The only subtlety is correctly handling resets: cnt must always reset to 1, not 0, because the current element starts a new potential segment. Forgetting the final check is another common mistake, since the last run never triggers a break condition.
Worked Examples
Example 1
Input:
11
1 2 3 2 4 4 1 4 5 7 3
We track runs:
| i | a[i] | prev | increasing? | cnt | ans |
|---|---|---|---|---|---|
| 0 | 1 | - | start | 1 | 0 |
| 1 | 2 | 1 | yes | 2 | 0 |
| 2 | 3 | 2 | yes | 3 | 0 |
| 3 | 2 | 3 | no | 1 | 1 |
| 4 | 4 | 2 | yes | 2 | 1 |
| 5 | 4 | 4 | no | 1 | 1 |
| 6 | 1 | 4 | no | 1 | 1 |
| 7 | 4 | 1 | yes | 2 | 1 |
| 8 | 5 | 4 | yes | 3 | 1 |
| 9 | 7 | 5 | yes | 4 | 1 |
| 10 | 3 | 7 | no | 1 | 2 |
At the end, the last run [1,4,5,7] is length 4 and is counted. The final answer is 2, corresponding to [1,2,3] and [1,4,5,7].
Example 2
Input:
6
5 4 3 2 1 2
| i | a[i] | prev | increasing? | cnt | ans |
|---|---|---|---|---|---|
| 0 | 5 | - | start | 1 | 0 |
| 1 | 4 | 5 | no | 1 | 0 |
| 2 | 3 | 4 | no | 1 | 0 |
| 3 | 2 | 3 | no | 1 | 0 |
| 4 | 1 | 2 | no | 1 | 0 |
| 5 | 2 | 1 | yes | 2 | 0 |
No segment ever reaches length 3, so the answer is 0.

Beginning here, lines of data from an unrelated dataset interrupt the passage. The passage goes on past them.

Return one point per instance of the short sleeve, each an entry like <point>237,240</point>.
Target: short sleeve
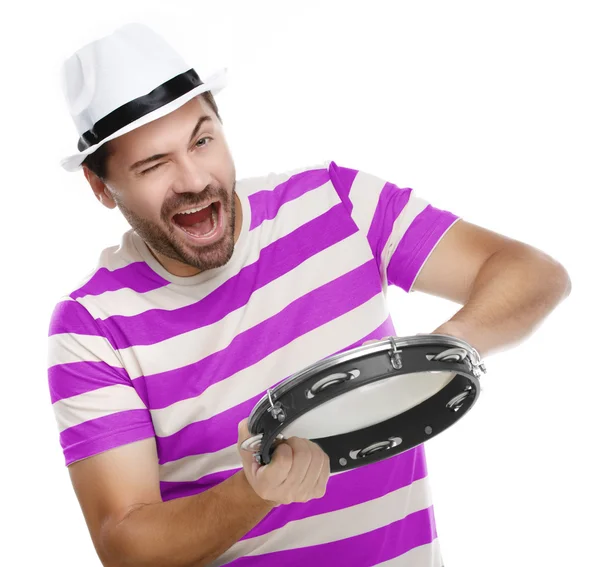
<point>95,403</point>
<point>401,227</point>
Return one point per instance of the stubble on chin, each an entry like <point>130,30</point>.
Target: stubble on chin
<point>165,240</point>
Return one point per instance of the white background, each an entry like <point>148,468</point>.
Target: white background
<point>487,109</point>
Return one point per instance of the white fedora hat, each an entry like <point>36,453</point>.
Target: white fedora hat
<point>123,81</point>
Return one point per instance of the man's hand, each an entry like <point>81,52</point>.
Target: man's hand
<point>298,471</point>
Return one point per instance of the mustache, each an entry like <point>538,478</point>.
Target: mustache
<point>194,199</point>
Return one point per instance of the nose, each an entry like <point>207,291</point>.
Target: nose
<point>191,177</point>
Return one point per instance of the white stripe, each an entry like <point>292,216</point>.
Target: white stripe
<point>187,348</point>
<point>249,382</point>
<point>429,254</point>
<point>413,207</point>
<point>97,403</point>
<point>427,555</point>
<point>291,216</point>
<point>190,469</point>
<point>71,347</point>
<point>336,525</point>
<point>364,195</point>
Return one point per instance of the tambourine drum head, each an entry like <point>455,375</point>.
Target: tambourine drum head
<point>368,405</point>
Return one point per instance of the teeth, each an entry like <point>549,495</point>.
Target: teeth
<point>190,211</point>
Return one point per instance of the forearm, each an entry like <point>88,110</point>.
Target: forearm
<point>513,293</point>
<point>189,531</point>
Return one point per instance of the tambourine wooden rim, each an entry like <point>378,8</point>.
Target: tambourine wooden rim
<point>360,366</point>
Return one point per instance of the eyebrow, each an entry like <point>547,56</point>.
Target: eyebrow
<point>155,157</point>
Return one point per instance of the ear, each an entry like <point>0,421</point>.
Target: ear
<point>99,188</point>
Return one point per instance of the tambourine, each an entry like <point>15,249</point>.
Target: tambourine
<point>369,403</point>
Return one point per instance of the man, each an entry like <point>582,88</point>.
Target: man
<point>223,288</point>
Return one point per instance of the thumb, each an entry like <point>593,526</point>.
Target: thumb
<point>243,431</point>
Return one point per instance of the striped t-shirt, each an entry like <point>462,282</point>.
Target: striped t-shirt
<point>136,352</point>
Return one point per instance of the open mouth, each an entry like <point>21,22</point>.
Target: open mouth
<point>201,223</point>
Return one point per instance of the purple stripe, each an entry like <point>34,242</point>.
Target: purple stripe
<point>363,550</point>
<point>104,433</point>
<point>352,488</point>
<point>220,431</point>
<point>74,378</point>
<point>344,490</point>
<point>392,201</point>
<point>137,276</point>
<point>301,316</point>
<point>416,244</point>
<point>172,490</point>
<point>266,204</point>
<point>72,317</point>
<point>278,258</point>
<point>342,179</point>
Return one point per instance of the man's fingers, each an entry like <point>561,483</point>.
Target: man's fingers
<point>279,467</point>
<point>302,459</point>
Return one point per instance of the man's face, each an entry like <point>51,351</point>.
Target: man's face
<point>160,174</point>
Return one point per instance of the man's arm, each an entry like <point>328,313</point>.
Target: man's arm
<point>119,494</point>
<point>506,287</point>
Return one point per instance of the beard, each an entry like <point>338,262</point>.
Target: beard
<point>163,237</point>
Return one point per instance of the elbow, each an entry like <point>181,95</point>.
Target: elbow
<point>560,280</point>
<point>118,546</point>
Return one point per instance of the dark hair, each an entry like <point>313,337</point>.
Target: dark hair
<point>96,162</point>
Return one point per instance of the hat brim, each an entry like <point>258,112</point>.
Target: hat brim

This confirms that only maximal strictly increasing runs of sufficient length are counted, and short fluctuations do not contribute.
Complexity Analysis
| Measure | Complexity | Explanation |
|---|---|---|
| Time | O(N) | Each element is processed once in a single pass |
| Space | O(1) | Only a few counters are maintained |
The constraints allow up to 1000 elements, but the linear scan is already optimal and leaves ample margin. Even under much larger constraints, the same approach remains valid due to its single-pass structure.
Test Cases
import sys, io
def run(inp: str) -> str:
sys.stdin = io.StringIO(inp)
import sys as _sys
input = _sys.stdin.readline
n = int(input())
a = list(map(int, input().split()))
ans = 0
cnt = 1
for i in range(1, n):
if a[i] > a[i - 1]:
cnt += 1
else:
if cnt >= 3:
ans += 1
cnt = 1
if cnt >= 3:
ans += 1
return str(ans)
# provided sample
assert run("11\n1 2 3 2 4 4 1 4 5 7 3\n") == "2"
# minimum increasing mountain
assert run("3\n1 2 3\n") == "1"
# no mountain due to plateau
assert run("5\n1 2 2 3 4\n") == "1"
# all decreasing
assert run("4\n4 3 2 1\n") == "0"
# multiple separate mountains
assert run("7\n1 2 3 1 2 3 4\n") == "2"
| Test input | Expected output | What it validates |
|---|---|---|
| 1 2 3 | 1 | minimum valid mountain |
| 1 2 2 3 4 | 1 | plateau breaks continuity |
| 4 3 2 1 | 0 | no increasing segment |
| 1 2 3 1 2 3 4 | 2 | multiple independent runs |
Edge Cases
One important edge case is when the array ends during an increasing streak. For example, in [1, 2, 3], there is no “break” to trigger counting inside the loop. The algorithm handles this by performing a final check after iteration. The run length is 3, so it is correctly counted as one mountain.
Another case is alternating increases and decreases such as [1, 3, 2, 4, 3, 5]. The algorithm resets at every decrease and counts only segments that reach length 3. Each segment is isolated cleanly, and no partial overlap occurs because cnt is reset immediately when monotonicity fails.
A plateau like [1, 2, 2, 3] is handled correctly because the <= condition breaks the run at equality. The segment [1, 2] is discarded since its length is below 3, and a new run starts at 2 -> 3, which is also too short.